Sunblock at the ready, Dear Reader. It’s festival season once again, and London’s Brockwell Park is a sizzler as the latest edition of Wide Awake rolls into action. With an eclectic mix of rock, alt, and dance acts on the bill, it’s a day for everyone to catch old favourites and discover some new ones too.
The day kicks off in the shade of the Moth Club/DMY tent, where Montreal’s Cola are bashing out art-punk jams for the early birds. Frontman Tim and bassist Ben cut their teeth in Ought back in the day, but their new tunes are jumpier and more upbeat, somewhere adjacent to Parquet Courts or ‘Men’s Needs…’ Cribs. Their leather jackets may not stay on for long, but they’re just as slick as their performance.









A hop over to the Windmill/So Young stage finds newcomer Gretel Hänlyn taking techy diffs in her stride to deliver the first ‘wow’ moment of the afternoon. The Mura Masa protégée delivers a rougher set than her glossy recordings would have you believe, but in all the right ways – joined by a three-piece band, the frenetic energy from cuts like ‘Drive’ and ‘Motorbike’ is irresistibly joyous. Her vocal ties the whole thing together, moving from gloomy lows to lofty highs with ease, and as she lurches into glistening love song ‘Today (Can’t Help But Cry)’, stars align: its sugary optimism is the stuff music festivals memories are made of.
The schedule boasts a ton of alumni from the now iconic Brixton Windmill, barely a kilometre away, but the band who come out at the front of the pack is unquestionably Jockstrap. The Moth Club tent is rammed and stifling when the duo arrive to showcase last year’s debut ‘I Love You Jennifer B’, in the day’s most enthralling hometown victory lap. When glitter-clad Georgia Ellery announces, “It’s time to dance”, she’s not kidding; a bombarding remix of Debra has the crowd wrapped around her finger where they remain through pivots to folky anthems (‘Glasgow’) metallic tearjerkers (‘Concrete Over Water’) and back again; when ’50/50′ hits its climax, there’s not a body stood still. When they bounce joyfully off stage, Taylor Skye giving the front rows a good soak with a water pistol en route, it’s as though a fraction of their 40-minute slot has passed.




With the sun clipping the treeline and those £8 canned mojitos working their magic, who better to usher in silly hour than Viagra Boys, who make light work of turning the main arena into a sea of bouncing mullets and dust? The six Swedes are wickedly tight for a group who look like they met on a night bus and decided to form a band. Breakout hit ‘Sports’ is the highlight, frontman Sebastian Murphy popping his joggers off for some golden hour pushups in his boxers in its closing fold, obviously.
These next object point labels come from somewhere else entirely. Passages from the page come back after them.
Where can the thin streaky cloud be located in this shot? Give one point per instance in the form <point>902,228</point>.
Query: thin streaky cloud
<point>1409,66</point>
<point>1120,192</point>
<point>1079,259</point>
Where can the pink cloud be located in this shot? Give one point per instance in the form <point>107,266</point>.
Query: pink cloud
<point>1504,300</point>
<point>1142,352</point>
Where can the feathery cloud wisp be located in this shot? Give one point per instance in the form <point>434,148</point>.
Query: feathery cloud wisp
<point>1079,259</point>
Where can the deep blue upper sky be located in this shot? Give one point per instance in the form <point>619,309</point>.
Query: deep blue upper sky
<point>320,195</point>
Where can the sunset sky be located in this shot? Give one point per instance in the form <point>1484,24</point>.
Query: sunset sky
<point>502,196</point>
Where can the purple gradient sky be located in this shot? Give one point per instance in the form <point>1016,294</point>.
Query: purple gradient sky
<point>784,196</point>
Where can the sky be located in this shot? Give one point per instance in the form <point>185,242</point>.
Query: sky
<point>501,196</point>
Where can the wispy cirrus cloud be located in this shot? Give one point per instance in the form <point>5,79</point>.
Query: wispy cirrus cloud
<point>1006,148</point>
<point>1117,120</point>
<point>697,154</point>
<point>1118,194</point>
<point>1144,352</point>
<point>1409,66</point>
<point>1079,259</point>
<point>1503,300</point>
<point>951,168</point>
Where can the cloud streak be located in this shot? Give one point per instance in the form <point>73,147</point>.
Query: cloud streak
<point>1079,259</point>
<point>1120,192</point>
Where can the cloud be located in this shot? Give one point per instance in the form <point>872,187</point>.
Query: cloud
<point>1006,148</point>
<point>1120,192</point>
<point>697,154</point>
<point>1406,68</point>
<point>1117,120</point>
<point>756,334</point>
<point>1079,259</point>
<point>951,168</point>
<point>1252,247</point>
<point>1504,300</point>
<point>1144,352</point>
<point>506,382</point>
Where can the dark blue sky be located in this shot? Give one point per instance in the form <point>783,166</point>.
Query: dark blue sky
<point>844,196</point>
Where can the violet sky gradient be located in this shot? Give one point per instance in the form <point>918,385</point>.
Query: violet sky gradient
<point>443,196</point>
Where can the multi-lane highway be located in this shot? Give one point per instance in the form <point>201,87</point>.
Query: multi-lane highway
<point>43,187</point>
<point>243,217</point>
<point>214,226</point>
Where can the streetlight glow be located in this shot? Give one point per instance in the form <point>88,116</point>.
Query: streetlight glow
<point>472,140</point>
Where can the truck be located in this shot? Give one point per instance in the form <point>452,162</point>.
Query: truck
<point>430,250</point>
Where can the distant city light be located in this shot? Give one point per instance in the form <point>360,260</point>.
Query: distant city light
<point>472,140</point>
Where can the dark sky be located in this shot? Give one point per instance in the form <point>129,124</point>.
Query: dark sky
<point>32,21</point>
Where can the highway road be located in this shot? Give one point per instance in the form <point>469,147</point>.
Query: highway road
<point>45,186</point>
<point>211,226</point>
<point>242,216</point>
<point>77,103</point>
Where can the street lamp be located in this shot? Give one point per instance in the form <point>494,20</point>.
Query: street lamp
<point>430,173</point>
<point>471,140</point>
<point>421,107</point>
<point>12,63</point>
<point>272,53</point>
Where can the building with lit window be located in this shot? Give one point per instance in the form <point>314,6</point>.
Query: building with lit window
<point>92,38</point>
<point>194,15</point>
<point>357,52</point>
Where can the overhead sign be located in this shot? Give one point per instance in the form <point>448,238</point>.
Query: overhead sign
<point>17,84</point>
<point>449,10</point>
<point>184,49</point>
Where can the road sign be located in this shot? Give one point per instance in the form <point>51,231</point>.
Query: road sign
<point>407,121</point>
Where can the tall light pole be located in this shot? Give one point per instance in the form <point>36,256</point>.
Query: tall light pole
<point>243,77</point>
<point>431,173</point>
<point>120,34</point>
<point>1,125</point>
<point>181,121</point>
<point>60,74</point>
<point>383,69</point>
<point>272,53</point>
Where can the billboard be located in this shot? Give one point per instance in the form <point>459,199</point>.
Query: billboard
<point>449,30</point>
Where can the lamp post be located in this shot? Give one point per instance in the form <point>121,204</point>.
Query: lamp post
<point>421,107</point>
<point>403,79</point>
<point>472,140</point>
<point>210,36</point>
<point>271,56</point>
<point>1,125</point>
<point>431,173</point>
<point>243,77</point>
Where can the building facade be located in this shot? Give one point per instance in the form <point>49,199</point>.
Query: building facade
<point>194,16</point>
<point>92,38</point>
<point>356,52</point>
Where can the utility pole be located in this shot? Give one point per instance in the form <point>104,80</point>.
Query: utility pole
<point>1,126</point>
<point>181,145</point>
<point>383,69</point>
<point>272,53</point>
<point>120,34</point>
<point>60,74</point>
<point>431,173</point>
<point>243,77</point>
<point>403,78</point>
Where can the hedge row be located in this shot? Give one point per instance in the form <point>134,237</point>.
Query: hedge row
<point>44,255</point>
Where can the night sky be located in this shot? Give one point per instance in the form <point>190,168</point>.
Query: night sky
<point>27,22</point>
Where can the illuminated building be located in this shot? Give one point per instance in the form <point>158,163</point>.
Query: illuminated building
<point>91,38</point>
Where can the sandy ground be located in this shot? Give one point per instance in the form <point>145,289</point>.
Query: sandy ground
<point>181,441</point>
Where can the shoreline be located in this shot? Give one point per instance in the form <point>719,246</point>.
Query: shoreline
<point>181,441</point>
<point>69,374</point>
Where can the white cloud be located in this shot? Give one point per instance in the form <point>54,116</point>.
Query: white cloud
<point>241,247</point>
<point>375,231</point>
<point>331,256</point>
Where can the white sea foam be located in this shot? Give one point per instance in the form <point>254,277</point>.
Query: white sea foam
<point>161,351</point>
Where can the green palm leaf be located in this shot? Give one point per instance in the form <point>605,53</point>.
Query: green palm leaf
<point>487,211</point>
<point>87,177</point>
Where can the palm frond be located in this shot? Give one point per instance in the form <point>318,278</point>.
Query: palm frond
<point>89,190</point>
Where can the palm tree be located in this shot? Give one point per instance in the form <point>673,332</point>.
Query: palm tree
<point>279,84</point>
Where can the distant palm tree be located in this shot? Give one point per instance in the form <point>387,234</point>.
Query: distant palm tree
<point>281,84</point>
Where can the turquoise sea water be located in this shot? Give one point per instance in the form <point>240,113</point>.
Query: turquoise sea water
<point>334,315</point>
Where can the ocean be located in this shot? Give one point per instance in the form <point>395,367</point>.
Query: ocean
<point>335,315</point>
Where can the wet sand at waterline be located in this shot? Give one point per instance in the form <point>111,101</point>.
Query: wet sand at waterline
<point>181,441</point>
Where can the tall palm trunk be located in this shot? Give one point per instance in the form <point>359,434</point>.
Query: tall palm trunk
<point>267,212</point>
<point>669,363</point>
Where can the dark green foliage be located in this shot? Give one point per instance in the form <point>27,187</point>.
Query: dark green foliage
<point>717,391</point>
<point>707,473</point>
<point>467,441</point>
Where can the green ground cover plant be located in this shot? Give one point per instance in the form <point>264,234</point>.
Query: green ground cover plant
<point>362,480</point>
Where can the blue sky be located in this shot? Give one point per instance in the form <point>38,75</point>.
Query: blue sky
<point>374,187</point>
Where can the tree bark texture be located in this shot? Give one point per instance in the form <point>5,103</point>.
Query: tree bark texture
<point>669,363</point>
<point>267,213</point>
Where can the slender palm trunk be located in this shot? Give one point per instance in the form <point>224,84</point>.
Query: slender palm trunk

And then it’s time for Caroline Polachek to make her festival headline debut. It’s only been a few months since her Valentine’s Day special at London’s Eventim Apollo, so tonight’s show is much the same, but as Caz welcomes Wide Awake to her island, the sense of occasion is potent. Who else could get an entire festival audience to applaud “the beautiful half moon” hanging in the sky? She twists and turns around the scenery-bedecked stage, the ever-catchy ‘Bunny Is A Rider’ breathing new life into the pink-eared audience; sweeping through chapters of ‘Desire, I Want To Turn Into You’ she has Brockwell Park in the palm of her hand. Sunset brings an apt vigour to the show, ‘Ocean Of Tears’ a lush noise spell, and ‘Fly To You’ echoes of the choppy breakbeats that continue to rumble away in the background of the festival’s other stages. Her illuminated backdrop shifts from desert to jungle to gilded dome in turn with each fold and, while there’s the odd lull, the set is never not impressively choreographed, Caroline’s playful stage demeanour a treat to behold. ‘Smoke’ is the set’s apex – its irresistible na-na-na’s are enough to hook in any passersby for whom this may be their first encounter with our Caz – but the pure pop gem that is ‘So Hot You’re Hurting My Feelings’ is the obvious crowd pleaser. When the lights come up, and the bus queues build, it’s the one the masses continue singing down the street, a magical end to a day that’s been honestly So Hot.